На лбу у Шольтена появилась резкая складка.
— Не мели вздор, Мутц. Мы все к нему неплохо относились, каждый на свой лад. Но любить — это уж слишком.
— А я любил, — упорствовал Мутц.
Форст обрезал:
— Чудак! Никакая это не любовь, просто жалость. А Зиги она теперь вовсе не нужна. Свое дело он сделал. Да тебе и не его жалко. Просто ты жалеешь самого себя.
На помощь Мутцу пришел Хорбер:
— Но Мутц прав. Я тоже любил Зиги. Он…
— Хватит, болтать! — разозлился Форст. — Зиги погиб. Очень жаль, но ничего не поделаешь. Мы сожалеем и скорбим. Но любить? Любить можно только баб!
Борхарт взглянул на него и спросил:
— Это ты про женщин, да, Форст? Про женщин?
И прежде чем Форст ответил, Мутц сказал упрямо:
— А я вообще не знаю, как это любят баб.
Все притихли, потому что этого не знал никто из них, кроме одного, а, тот сейчас думал совсем о другом. Все они сейчас думали о другом. Наконец Хагер проговорил:
— Мне кажется, что умирать вовсе не так уж страшно!
Форст усмехнулся:
— Умирать не страшно, но быть мертвым…. Только представь себе… Все, что ты имеешь, все, что тебе дорого, все, что ты делаешь, что ты есть, все это вдруг куда-то исчезает, проваливается, летит ко всем чертям! Страшная штука эта самая смерть!

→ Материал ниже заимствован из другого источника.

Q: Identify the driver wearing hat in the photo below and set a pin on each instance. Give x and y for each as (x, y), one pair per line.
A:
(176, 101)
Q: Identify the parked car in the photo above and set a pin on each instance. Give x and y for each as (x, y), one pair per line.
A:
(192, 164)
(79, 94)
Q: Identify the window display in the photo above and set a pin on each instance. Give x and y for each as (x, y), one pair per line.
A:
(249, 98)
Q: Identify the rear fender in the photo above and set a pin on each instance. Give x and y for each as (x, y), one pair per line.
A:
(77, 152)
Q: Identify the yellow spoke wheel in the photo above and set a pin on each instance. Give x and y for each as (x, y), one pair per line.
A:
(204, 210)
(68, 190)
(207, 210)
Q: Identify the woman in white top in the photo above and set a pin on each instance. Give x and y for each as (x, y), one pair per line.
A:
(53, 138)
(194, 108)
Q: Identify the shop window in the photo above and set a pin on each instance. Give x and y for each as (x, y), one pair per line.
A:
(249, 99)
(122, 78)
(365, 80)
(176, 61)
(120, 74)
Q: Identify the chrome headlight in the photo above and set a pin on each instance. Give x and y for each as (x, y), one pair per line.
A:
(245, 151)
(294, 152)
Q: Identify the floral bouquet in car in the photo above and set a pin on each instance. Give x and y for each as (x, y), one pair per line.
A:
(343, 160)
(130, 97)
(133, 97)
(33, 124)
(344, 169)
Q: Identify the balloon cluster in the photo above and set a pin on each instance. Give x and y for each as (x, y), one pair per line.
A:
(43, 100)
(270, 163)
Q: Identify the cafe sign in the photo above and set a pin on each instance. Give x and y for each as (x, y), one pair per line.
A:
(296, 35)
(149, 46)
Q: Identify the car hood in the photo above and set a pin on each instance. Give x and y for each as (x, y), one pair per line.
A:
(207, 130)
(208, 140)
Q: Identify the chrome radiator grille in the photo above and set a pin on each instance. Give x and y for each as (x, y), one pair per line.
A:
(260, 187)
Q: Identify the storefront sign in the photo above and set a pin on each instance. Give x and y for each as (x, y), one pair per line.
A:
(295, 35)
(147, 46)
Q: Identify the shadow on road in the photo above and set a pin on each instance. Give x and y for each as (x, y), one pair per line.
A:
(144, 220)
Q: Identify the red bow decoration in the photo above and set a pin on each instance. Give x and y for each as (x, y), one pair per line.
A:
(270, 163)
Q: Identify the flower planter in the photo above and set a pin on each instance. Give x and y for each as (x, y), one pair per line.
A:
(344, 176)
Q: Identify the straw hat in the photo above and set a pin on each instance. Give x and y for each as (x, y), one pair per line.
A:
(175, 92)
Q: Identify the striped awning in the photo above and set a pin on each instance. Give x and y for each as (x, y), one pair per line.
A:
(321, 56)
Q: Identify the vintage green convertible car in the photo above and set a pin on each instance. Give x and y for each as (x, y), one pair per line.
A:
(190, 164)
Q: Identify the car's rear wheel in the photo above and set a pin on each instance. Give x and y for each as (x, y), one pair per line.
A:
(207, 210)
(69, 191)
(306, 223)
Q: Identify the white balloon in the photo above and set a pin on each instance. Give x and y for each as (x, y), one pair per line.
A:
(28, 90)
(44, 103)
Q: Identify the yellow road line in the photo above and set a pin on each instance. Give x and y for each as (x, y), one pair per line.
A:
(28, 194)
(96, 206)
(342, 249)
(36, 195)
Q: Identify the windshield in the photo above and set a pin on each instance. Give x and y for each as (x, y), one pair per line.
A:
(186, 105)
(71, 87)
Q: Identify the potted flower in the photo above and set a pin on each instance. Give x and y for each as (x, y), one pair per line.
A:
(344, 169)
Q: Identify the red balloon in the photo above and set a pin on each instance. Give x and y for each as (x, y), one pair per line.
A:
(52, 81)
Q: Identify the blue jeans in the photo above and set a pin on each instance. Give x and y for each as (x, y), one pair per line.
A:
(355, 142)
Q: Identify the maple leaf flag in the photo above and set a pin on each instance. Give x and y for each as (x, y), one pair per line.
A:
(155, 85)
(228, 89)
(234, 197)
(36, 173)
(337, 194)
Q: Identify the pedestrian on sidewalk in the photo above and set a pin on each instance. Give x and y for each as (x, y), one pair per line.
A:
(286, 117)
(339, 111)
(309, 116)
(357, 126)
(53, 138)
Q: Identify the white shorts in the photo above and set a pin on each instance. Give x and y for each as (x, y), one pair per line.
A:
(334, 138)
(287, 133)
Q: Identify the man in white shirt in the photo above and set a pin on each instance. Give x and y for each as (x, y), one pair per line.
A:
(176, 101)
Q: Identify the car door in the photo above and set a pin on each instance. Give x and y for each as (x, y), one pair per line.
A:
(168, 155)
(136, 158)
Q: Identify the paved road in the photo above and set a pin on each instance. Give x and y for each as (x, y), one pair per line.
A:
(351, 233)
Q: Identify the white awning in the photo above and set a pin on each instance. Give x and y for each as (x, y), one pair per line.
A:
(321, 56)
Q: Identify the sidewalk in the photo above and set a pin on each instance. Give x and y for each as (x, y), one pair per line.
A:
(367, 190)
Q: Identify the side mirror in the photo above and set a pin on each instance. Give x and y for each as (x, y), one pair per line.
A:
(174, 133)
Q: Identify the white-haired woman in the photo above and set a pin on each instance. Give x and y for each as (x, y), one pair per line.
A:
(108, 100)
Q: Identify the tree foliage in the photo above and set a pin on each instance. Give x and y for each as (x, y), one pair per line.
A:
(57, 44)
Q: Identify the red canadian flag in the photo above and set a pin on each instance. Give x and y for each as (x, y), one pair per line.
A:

Хагер не слушал. Он думал свое: «Страшно, когда ты заранее знаешь, что умрешь. Но ведь этого никто не может знать заранее. Всегда есть надежда, что тебя обойдет стороной. И я надеюсь».
— Все это судьба! — сказал Шольтен.
— Вот ты говоришь — судьба, а я прочту «Отче наш», когда это начнется, — возразил Мутц.
Форст, иронически:
— У тебя не будет времени.
Мутц, спокойно:
— На это всегда есть время.
Никто больше не возражал. Всех охватил страх, и если бы сейчас один из них позвал, ушли бы, вероятно, все. Даже Шольтен, даже Форст. Если бы они не стыдились друг друга, никто бы не остался на мосту. Наконец, словно желая дать какое-то разъяснение, Мутц сказал:
— Я остаюсь ради него. — Он показал в сторону памятника. Все его поняли.
— Веское основание, черт возьми! — заметил Шольтен. — Что тут возразишь?
— А что бы сказал Штерн? — изрек вдруг Мутц, и все сразу подумали о своем школьном учителе.